The Hon. (Mrs.) Rohini Kumari Wijerathna
Hon. Rohini Kumari Wijerathna said the Opposition supports education reforms if they are transparent, consultative, and led by experts, but argued that the Government failed to publish key documents such as a White Paper, concept papers, modules, aims, and implementation pathways. She alleged that the National Education Commission and reform process had been politicized through appointments of government allies, and that the Ministry had bypassed the National Institute of Education, undermining implementation. She also stated that the current reforms build on earlier proposals by officials such as Upali Sedere and Sunil Jayantha Navaratne, but had since been altered through processes that should be further scrutinized.
Verbatim record (translated)
Machine-translated from Sinhala / Tamil / English¶ 01 Hon. Presiding Member, thank you for the opportunity.
¶ 02 This is a timely and important debate. The adjournment motion itself says we should discuss and engage. We have said from day one: let there be discussion—by not only political authorities but also subject experts and practitioners—so that the best outcomes reach our children.
¶ 03 From the first committee meeting on these reforms, the Opposition stated we would support, provided there was transparency: what are the aims and targets; where is the White Paper; who are the compilers; what are the pathways. These should have been opened to the public, who have a right to know what kind of education school-leavers will receive. Had this been done over the past year, with modules or at least the concept paper published, we could have proceeded in 2026 without stepping back.

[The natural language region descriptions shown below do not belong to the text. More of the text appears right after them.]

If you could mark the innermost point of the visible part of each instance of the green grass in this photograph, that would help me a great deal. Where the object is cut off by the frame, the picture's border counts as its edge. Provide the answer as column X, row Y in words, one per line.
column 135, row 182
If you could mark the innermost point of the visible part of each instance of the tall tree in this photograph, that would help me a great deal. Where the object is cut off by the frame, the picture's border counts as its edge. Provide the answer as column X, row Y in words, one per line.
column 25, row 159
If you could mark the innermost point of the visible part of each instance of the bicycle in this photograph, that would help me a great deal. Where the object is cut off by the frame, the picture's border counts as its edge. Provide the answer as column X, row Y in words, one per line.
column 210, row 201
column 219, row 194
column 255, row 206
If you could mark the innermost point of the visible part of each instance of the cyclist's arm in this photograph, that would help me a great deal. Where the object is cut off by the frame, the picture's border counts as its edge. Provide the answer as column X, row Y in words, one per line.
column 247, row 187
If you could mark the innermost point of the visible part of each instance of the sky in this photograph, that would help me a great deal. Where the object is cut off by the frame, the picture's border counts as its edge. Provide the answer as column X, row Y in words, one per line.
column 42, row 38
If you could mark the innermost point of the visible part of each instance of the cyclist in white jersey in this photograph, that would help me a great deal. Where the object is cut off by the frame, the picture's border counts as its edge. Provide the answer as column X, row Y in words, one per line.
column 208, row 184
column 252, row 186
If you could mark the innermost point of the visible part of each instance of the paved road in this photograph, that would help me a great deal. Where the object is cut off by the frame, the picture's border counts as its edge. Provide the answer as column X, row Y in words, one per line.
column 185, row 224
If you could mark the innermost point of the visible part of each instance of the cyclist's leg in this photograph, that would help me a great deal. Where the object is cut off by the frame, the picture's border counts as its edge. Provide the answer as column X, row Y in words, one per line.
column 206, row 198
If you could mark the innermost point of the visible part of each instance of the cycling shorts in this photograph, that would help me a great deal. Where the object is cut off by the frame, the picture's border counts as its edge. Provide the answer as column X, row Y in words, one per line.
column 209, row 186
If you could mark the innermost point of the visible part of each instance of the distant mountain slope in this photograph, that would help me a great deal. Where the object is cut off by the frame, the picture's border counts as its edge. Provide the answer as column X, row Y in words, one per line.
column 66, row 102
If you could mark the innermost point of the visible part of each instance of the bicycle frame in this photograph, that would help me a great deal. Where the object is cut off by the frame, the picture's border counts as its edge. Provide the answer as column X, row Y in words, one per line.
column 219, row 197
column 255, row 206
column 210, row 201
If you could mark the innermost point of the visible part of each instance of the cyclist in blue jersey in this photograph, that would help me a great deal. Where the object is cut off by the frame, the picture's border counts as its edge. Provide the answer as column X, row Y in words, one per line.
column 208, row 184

¶ 04 Because the information was not shared, the public concluded the Government lacked vision, goals, authorship, and plan. In truth, drafters existed—but they were concealed. Pathways changed, and some institutions were compromised by political appointments of allies. The National Education Commission should lead policy; eight of its twelve members are your political cadres. When the place for experts is politicized, little can be done.
¶ 05 Implementation authority lies with the Ministry, which should work with the National Institute of Education and development partners. Instead, the Ministry bypassed the NIE, worked with others, and thus undermined success. Now even the NIE Director-General and Deputy DG have been cornered. We will speak more on that. In fact, these reforms were a continuation of concepts and proposals led by officials such as Upali Sedere and Sunil Jayantha Navaratne. But the old ideas were altered. To change these proposals, the NIE enlisted Mr. Darshana Samarawira—said to be a JVP supporter. I note he has served many governments as a good official. However, this Government… (speech continues).
Provenance
- Source
- Hansard, Thursday, 22 January 2026 ·No. 23203 ·English daily/uncorrected Hansard
- Page · column
- not yet extracted — page/column anchors are not in the current dataset; the source PDF is the citable location.